Part 1 of this article in the May/June issue focused on the global
 impact of the relationship between international money laundering and human trafficking, including: 1) the perpetration, costs and trends of money laundering and human trafficking offenses; 2) the efforts of the Financial Action Task Force (FATF), United Nations Office on Drugs and Crime (UNODC) and Interpol, in combating these crimes and 3) its impact on the U.S. and its financial systems.  

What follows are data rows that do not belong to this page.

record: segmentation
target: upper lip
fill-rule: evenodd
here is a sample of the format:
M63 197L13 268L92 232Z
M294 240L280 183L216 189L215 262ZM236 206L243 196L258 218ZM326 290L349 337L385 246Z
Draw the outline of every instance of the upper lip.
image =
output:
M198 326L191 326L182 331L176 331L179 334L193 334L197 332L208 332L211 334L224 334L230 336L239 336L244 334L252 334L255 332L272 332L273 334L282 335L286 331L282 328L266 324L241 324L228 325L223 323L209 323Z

Part 2 focuses on: 1) U.S. participation in the international institutions listed previously to detect and deter these insidious crimes, and U.S. policy compliance with global money laundering and human trafficking standards, and 2) the challenges that international cooperation, lack of global awareness and low prosecution rates present for future policymakers to curtail these crimes. 

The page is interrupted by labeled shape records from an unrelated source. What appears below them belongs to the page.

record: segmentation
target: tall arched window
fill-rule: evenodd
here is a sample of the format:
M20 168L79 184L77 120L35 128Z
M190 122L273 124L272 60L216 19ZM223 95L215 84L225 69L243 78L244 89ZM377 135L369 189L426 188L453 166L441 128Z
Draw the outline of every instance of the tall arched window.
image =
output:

The U.S. is a member of both the FATF and U.N. and is one of the 140 signatory participants of the Conference of States Parties of the United Nations Convention against Transnational Organized Crime, the global initiative to fight human trafficking. The U.S. signed the treaty on Dec. 9, 2003 and ratified it on Oct. 30, 2006. 


U.S. federal laws are consistent with international standards for money laundering. In response to the 9/11 terrorist attacks, President George W. Bush signed the USA PATRIOT Act to curtail the financing of terrorist activities through money-laundering schemes. Title III of the act, the International Money Laundering Abatement and Anti-Terrorist Financing Act of 2001, mandates financial institutions to comply with a series of anti-laundering measures including but not limited to the implementation of anti-money laundering (AML) programs and transparent financial reporting.

However, not all U.S. state laws are consistent with the federal mandate. Delaware, for example, has lax corporate tax laws that make it a de facto tax haven. This is because Delaware corporations can be used to hold assets in the U.S. with an effective tax rate of zero, as long as the majority of directors (not shareholders) are non-U.S. persons. (Read Beat Guldimann's Sept. 7, 2010, article, "Biden's Delaware: Making Swiss Banking Look Hyper-Clean," in The Globalist.) 

Furthermore, Delaware allows the registration of limited liability companies without the disclosure of their actual owners. This is where Delaware starts countering the AML standards set forth by not only the PATRIOT Act but also by the FATF. Critics argue that the U.S. needs to close these loopholes if it wishes to be taken seriously as a global leader of financial transparency.

The opportunity for individuals to register limited liability companies in Delaware without the disclosure of their actual owners eases the ability for anyone to launder illicit funds. This opportunity is enhanced by the Tax Justice Network's recent labeling of Delaware as "the most secretive financial jurisdiction in the world," based on an analysis of 60 financial jurisdictions and their levels of secrecy and cooperation with foreign tax authorities. 

The same study showed that the U.S. growth of private individual deposits by non-residents in 2007 was more robust than other popular financial jurisdictions such as the Cayman Islands, the U.K. and Luxembourg. In 2007, the total non-resident deposits in the U.S. equaled $2.6 trillion. (See Arthur Delaney's Nov. 1, 2009, article, "USA Tops International Tax Haven List, Thanks To Delaware," in The Huffington Post.)